Yes, 6.2.5c9 is exactly the paragraph that you looked for.

The behavior of the unary minus operator on unsigned operands has nothing to do with whether a machine uses two's-complement arithmetic with signed numbers. Instead, given unsigned int x,y; the statement y=-x; will cause y to receive whatever value it would have to hold to make x+y equal zero. If x is zero, y will likewise be zero. For any other value of x, it will be UINT_MAX-x+1, in which case the arithmetic value of x+y will be UINT_MAX+1+(y-y) which, when assigned to a unsigned integer, will have UINT_MAX+1 subtracted from it, yielding zero.

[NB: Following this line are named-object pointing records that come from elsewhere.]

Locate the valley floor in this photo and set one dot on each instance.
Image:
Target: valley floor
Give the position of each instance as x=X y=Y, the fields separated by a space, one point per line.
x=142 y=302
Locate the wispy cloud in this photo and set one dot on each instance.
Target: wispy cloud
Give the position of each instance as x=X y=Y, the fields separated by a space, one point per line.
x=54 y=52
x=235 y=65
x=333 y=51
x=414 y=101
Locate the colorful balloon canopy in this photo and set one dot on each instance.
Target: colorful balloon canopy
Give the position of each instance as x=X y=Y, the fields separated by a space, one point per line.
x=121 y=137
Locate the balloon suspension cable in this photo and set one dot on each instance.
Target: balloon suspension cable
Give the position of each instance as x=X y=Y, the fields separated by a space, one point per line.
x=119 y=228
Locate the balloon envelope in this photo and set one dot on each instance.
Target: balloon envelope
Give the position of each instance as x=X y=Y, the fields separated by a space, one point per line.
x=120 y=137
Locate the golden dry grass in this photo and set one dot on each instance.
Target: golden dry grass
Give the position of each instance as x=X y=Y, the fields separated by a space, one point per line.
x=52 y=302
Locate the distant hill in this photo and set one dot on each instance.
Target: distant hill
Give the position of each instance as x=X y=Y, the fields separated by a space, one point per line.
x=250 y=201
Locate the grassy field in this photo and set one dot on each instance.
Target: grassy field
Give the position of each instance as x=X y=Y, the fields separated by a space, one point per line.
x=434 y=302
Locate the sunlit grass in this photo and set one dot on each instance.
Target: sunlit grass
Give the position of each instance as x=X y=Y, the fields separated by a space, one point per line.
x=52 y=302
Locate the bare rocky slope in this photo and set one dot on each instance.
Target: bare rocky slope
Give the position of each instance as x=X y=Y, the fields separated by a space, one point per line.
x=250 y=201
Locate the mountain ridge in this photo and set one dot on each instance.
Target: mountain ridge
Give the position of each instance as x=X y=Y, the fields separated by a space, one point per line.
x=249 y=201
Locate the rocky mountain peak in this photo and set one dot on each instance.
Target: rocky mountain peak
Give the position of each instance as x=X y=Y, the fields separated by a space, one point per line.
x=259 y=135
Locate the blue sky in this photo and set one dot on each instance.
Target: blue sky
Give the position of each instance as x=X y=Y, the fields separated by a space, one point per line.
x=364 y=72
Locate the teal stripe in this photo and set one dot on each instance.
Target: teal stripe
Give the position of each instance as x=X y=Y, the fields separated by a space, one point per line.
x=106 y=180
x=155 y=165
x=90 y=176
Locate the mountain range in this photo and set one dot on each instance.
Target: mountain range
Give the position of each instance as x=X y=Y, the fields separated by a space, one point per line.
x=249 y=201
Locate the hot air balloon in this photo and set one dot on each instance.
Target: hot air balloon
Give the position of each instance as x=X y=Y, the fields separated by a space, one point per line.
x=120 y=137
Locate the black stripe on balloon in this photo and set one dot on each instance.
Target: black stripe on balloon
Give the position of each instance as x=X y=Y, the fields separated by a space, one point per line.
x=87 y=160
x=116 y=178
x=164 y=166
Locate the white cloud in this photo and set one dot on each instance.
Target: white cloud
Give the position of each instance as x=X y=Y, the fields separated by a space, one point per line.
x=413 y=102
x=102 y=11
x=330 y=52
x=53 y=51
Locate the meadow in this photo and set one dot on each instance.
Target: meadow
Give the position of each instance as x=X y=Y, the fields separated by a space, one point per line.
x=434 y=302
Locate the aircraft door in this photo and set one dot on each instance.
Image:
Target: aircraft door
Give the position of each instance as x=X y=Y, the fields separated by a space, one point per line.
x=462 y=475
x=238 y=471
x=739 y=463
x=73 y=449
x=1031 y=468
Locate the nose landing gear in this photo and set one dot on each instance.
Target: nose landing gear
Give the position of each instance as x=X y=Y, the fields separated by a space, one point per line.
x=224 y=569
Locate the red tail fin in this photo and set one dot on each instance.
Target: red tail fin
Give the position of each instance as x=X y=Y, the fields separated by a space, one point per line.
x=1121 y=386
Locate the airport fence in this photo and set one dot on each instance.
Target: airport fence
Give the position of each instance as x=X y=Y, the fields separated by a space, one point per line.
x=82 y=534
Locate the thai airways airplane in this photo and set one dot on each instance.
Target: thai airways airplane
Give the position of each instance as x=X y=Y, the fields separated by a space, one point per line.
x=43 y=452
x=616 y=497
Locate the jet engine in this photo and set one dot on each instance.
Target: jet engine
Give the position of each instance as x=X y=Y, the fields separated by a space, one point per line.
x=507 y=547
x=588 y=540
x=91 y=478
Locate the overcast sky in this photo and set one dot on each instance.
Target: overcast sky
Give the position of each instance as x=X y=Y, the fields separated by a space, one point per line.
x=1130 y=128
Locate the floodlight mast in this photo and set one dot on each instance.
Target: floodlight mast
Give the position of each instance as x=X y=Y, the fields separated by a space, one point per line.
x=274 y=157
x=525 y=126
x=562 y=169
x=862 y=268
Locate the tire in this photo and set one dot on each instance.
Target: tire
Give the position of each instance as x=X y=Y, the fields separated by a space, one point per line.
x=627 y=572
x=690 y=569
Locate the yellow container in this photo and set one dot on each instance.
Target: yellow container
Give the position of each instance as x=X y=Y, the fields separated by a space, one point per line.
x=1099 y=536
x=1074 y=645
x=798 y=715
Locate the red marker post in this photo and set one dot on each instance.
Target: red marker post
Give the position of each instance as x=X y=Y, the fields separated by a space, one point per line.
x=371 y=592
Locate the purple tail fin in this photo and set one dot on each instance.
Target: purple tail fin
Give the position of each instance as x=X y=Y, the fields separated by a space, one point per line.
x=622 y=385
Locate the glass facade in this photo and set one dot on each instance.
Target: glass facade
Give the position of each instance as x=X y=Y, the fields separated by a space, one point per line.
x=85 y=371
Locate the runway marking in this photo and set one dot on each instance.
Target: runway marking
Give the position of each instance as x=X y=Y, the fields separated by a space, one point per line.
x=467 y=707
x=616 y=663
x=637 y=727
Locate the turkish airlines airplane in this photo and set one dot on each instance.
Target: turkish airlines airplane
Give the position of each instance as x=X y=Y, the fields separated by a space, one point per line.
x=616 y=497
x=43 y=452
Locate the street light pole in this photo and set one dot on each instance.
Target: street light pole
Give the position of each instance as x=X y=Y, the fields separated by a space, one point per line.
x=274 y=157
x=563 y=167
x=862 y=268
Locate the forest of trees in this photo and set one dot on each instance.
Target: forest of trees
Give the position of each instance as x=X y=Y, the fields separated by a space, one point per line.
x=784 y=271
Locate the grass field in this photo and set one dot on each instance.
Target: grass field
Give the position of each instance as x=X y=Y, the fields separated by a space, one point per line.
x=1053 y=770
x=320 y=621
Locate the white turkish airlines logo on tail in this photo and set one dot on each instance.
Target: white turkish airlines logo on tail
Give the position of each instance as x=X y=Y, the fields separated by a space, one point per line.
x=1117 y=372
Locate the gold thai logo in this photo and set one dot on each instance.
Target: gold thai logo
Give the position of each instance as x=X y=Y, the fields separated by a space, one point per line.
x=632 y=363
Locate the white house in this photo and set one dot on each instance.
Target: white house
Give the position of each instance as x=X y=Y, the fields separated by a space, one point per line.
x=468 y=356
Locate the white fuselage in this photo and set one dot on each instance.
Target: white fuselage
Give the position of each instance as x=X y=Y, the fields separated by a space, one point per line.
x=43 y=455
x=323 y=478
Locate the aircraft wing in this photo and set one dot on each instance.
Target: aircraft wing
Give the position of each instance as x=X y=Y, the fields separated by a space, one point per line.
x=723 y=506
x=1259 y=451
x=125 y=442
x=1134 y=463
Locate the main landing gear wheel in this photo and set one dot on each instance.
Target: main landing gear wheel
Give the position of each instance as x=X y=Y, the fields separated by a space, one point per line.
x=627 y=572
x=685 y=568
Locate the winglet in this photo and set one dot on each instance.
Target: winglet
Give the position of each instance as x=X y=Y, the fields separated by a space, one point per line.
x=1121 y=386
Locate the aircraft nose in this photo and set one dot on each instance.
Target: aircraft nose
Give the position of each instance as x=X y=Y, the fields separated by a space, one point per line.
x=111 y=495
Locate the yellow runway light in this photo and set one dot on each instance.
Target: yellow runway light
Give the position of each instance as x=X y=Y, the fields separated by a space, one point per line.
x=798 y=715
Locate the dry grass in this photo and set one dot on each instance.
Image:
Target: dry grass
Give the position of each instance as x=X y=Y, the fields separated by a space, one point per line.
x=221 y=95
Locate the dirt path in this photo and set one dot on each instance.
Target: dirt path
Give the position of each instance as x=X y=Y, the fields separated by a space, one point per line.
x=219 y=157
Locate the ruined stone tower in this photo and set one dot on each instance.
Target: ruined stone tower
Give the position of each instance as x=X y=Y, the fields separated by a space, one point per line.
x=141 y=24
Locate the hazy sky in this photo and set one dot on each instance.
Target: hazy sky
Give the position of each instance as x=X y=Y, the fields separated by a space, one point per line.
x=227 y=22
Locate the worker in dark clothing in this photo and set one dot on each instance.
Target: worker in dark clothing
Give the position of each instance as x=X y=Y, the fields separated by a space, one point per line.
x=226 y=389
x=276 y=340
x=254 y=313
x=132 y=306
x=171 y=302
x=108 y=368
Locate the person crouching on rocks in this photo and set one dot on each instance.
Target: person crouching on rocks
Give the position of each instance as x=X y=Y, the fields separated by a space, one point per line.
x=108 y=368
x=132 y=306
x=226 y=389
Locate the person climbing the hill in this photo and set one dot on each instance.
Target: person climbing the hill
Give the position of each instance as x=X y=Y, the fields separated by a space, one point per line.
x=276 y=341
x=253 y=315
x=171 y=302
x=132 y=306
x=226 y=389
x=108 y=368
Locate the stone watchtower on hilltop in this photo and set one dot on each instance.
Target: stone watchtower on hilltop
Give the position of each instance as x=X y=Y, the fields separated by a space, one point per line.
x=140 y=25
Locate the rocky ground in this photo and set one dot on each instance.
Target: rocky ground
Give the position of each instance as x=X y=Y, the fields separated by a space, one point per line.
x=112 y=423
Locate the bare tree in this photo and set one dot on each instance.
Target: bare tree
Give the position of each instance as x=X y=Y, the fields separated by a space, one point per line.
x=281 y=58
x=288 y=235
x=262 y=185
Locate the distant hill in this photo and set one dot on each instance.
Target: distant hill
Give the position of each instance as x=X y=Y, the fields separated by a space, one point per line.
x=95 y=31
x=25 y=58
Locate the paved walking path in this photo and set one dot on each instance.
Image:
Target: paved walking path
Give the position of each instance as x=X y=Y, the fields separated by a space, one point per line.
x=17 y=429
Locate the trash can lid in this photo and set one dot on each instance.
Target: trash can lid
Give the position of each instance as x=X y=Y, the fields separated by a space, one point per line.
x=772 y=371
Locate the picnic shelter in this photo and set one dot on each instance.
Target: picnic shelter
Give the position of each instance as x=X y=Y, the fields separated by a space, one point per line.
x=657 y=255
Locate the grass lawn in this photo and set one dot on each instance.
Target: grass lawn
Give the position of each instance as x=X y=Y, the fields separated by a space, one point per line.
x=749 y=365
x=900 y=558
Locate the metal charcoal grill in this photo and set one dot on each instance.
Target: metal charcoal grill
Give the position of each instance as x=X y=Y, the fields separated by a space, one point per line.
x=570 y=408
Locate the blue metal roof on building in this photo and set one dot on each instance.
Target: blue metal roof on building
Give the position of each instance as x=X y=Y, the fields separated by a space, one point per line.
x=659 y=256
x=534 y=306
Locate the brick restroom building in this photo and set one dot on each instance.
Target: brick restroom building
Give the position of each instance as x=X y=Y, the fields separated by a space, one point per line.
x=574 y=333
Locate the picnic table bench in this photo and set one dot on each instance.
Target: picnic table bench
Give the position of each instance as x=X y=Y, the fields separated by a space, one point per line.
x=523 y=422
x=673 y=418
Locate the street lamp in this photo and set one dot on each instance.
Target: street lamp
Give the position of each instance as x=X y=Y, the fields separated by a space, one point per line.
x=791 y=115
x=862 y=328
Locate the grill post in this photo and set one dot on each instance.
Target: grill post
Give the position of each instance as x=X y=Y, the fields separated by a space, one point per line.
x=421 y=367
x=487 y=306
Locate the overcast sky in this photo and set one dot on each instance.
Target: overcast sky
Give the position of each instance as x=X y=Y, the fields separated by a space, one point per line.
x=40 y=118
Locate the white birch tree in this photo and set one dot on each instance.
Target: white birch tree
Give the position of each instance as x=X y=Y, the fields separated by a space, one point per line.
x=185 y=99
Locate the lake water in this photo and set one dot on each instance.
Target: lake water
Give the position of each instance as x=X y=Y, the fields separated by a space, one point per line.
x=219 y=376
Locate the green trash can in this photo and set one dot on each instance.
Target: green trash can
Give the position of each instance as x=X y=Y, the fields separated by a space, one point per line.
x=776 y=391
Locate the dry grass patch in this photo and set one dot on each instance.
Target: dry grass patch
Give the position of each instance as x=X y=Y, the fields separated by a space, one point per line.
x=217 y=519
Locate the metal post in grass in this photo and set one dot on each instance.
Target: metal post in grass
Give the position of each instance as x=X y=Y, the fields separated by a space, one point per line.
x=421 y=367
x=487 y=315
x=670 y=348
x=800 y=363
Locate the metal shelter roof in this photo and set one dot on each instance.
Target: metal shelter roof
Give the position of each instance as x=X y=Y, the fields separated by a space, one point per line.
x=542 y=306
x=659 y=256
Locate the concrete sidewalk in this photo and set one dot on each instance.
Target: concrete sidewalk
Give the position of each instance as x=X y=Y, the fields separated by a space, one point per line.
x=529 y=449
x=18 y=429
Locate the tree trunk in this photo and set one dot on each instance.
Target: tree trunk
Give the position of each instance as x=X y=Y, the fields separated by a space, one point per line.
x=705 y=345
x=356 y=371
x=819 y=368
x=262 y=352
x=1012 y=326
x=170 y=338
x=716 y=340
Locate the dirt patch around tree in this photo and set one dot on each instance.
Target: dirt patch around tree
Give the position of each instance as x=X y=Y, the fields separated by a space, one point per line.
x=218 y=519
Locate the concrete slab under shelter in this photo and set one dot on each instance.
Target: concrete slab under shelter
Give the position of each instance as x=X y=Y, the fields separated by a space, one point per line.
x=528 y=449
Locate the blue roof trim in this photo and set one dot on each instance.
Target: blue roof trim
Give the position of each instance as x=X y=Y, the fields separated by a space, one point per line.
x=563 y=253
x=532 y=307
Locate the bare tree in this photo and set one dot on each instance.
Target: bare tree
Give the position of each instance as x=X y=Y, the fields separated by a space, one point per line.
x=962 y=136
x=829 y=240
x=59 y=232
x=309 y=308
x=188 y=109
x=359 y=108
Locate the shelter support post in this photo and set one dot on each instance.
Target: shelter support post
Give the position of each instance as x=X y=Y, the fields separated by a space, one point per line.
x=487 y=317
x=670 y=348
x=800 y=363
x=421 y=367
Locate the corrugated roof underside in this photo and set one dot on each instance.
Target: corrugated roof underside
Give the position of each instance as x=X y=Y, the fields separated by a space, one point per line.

In every implementation I know of, a negative is calculated as two's complement...

int a = 12;
int b = -a;
int c = ~a + 1;
assert(b == c);

...so there is really no physical difference between negative signed and "negative" unsigned integers - the only difference is in how they are interpreted.

So in this example...

unsigned a = 12;
unsigned b = -a;
int c = -a;

...the b and c are going to contain the exact same bits. The only difference is that b is interpreted as 2^32-12 (or 2^64-12), while c is interpreted as "normal" -12.

So, a negative is calculated in the exact same way regardless of "sign-ness", and the casting between unsigned and signed is actually a no-op (and can never cause an overflow in a sense that some bits need to be "cut-off").